Pál Szalay

Personal information
- Date of birth: 30 June 1892
- Place of birth: Kula, Austria-Hungary
- Height: 1.80 m (5 ft 11 in)
- Position: Forward

Senior career*
- Years: Team / Apps / (Gls)
- 1910–1922: MTK Budapest

Managerial career
- 1932: Pontedera
- 1932–1933: Pro Patria
- 1933–1934: Pistoiese
- 1934–1937: Macerata
- 1938–1939: Parma
- 1939–1940: Treviso
- 1941–1942: Rieti
- 1947: Carrarese
- 1948: Pisa
- 1948–1949: Aurora Pro Patria
- 1953–1954: Barletta
- 1957–1958: Potenza

= Pál Szalay (athlete) =

Hungarian athlete and footballer (born 1892)

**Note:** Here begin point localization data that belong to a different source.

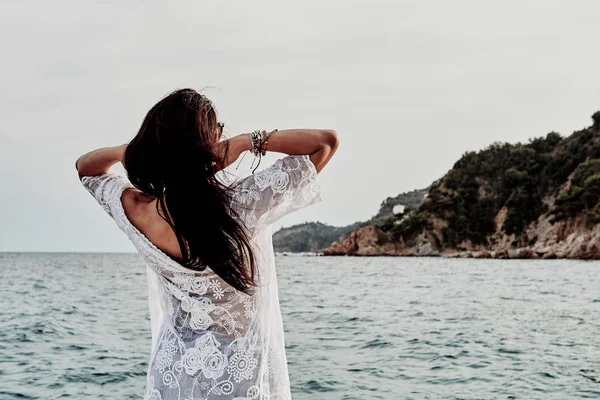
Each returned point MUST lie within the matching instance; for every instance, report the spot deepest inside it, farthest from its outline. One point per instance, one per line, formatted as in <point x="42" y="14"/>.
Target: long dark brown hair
<point x="172" y="159"/>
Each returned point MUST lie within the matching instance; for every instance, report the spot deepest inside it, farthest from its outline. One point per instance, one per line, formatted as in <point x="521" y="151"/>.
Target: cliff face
<point x="535" y="200"/>
<point x="315" y="236"/>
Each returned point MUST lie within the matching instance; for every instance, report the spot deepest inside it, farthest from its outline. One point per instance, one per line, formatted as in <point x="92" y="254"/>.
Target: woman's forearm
<point x="319" y="144"/>
<point x="99" y="161"/>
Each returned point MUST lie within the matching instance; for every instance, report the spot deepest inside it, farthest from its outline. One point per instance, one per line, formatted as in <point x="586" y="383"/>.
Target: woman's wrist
<point x="244" y="142"/>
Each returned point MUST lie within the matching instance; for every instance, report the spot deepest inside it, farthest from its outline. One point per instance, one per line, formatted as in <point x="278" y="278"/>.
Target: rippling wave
<point x="356" y="328"/>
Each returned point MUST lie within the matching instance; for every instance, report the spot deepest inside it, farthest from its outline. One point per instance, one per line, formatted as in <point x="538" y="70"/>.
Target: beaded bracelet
<point x="259" y="140"/>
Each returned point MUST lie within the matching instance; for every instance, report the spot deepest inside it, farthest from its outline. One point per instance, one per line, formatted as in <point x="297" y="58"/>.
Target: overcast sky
<point x="408" y="85"/>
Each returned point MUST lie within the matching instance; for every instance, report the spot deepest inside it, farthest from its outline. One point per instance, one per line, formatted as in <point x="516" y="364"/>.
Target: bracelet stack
<point x="259" y="140"/>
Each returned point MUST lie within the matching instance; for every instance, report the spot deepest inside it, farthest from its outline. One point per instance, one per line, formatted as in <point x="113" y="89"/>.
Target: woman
<point x="217" y="331"/>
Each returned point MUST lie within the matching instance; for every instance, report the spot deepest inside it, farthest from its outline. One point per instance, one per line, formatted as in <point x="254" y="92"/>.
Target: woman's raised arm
<point x="319" y="144"/>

Pál Szalay (born 30 June 1892, date of death unknown) was a Hungarian track and field athlete, football player and manager.

At the 1912 Summer Olympics he competed in the 100 metres, the 4 × 100 metres relay and the long jump. He represented the sports clubs Kőbánya TE and from 1911 MTK Budapest, becoming Hungarian champion in the 100 and 220 yard sprint events in 1913. He also played football for MTK Budapest from 1910 to 1922, although his career was interrupted by service in World War I.

After retiring as a player and athlete, he was a football manager in Italy for almost three decades.